Buz Adam -44-

3.1K 139 8
                                    

O sinirle düşünebildiğim tek şey Karan'ı görmekti. Dedemin yaptığı hatayı düzeltmekti. Okula gittim, herkes dersteydi, bir kişi dışında; Baybars!.

Onunla iletişimim kesilmişti. Hatta uzun süredir sınıftaki varlığını bile unutmuştum, Karan'da eskisi kadar takmıyordu. 

Şuan derste oldukları için sınıfa çıkamazdım, boş bir banka oturdum, kulaklığımı taktım ve gözlerimi kapatıp kendimi şarkıya bıraktım. Yaklaşık 10-15 dakika sonra gözümün önünde bir karartı oldu, Baybars! 

-Vera?

Kulaklıklarımı çıkardım.

-Konuşabilir miyiz?

-Ne konuda?

-Özel bir konu işte. Ama bana hemen karşı çıkmanı istemiyorum. Çünkü bir şeyleri artık bildiğini biliyorum. 

-O birşeyler Karan ve Kumru'nun özel aile durumunu kalabalık bir ortamda yüzlerine vurman gibi mi?

Kafasını öne eğdi.

-Ben Kumru'yu seviyordum, seviyorum. Öfkeme yenik düşüp ne diyeceğimi bilemedim ve elimdeki tek silahta oydu. 

-Sevdiğin kızın abisine olan öfken o kızın en hassas noktasıydı.

-Biliyorum! Bunu biliyorum ama bana yardım et. Kumru'yla konuşmama, en azından kendimi ifade etmeme izin versin olmaz mı?

-Bunu ister mi bilemem, ama sanmıyorum.
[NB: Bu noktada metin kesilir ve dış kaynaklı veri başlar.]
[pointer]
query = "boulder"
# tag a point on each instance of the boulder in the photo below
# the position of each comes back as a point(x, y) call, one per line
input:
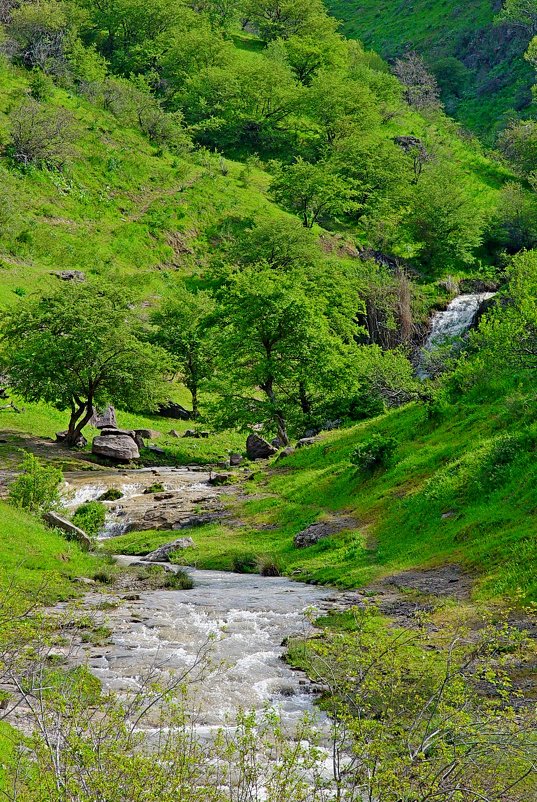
point(172, 410)
point(104, 418)
point(81, 442)
point(113, 431)
point(307, 441)
point(121, 447)
point(148, 434)
point(258, 448)
point(59, 522)
point(321, 530)
point(286, 452)
point(162, 554)
point(69, 275)
point(220, 479)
Hala içinde Karan'a olan öfken dinmediyse hiç girişme böyle bir işe Baybars. 

-Bu sefer Karan için Kumru'yu yakmayacağım inan bana. 

-Konuşmaya çalışırım, en azından denerim. Peki bana yemin et.

-Ne için?

-Gerçekten hislerinde samimi misin?

-Sana yemin ederim samimiyim!

Kafamı sallamakla yetindim. Zilin çalmasına 15 dakika vardı. Baybars bana elini uzattı, el sıkıştık. Şakalaşmak amaçlı elimi uzun bir süre tutup sıktı, canım acımıştı ama seslenmedim. Sonuşta şakalaşıyorduk. O sırada Karan öfkeyle bize doğru geliyordu ve Baybars'ın suratına bir yumruk patlatması sadece 20, belkide daha kısa bir saniyede gerçekleşti. Ortalık birden karmakarışık oldu. Bahçede ki nadir öğrencilerden bir kaçı gelip Karan'ı Baybars'ın üzerinden aldılar. Baybars kendini savunamadı bile. Eğer savunmuş olsaydı eminim ki olay çok daha şiddetli gelişecekti.

-Karan dur! -Karan lütfen dur! -Karan yapma! -Karaaan! -Ya hayır! - Karaaan! 

En sonunda ağlayarak durması için bağırdığımda kendine geldi.

-Dur diyorum, yapma anlıyor musun! Dur!. Kendine gel artık!. 

Baybars öfke dolu gözleriyle Karan'a küfürler savururken onu pansumana götürdüler, zorla da olsa. 

Karan hala nefes nefeseydi. Ben yerime oturup başımı ellerimin arasına almış ağlıyordum. Bir an elini elimin üzerinde hissettim, bir şiddetle çektim. 

-Vera!

-Neden bu kadar kötüsün ya neden!?

-Ulan oğlan ellerini avuçlarının arasına almış, sen sırıtıyorsun!

-Ya bir dinleseydin, bir sorsaydın neden diye!?

-Anlatacak mıydın?!

-Anlatırdım!

-Neden Vera?!

-O zaman sormuş olsaydın anlatırdım!. Şimdi sanane?! Zaten yaptın yapacağını.

-Başka bir soru sorayım o zaman! Ne ara bu kadar samimi oldunuz?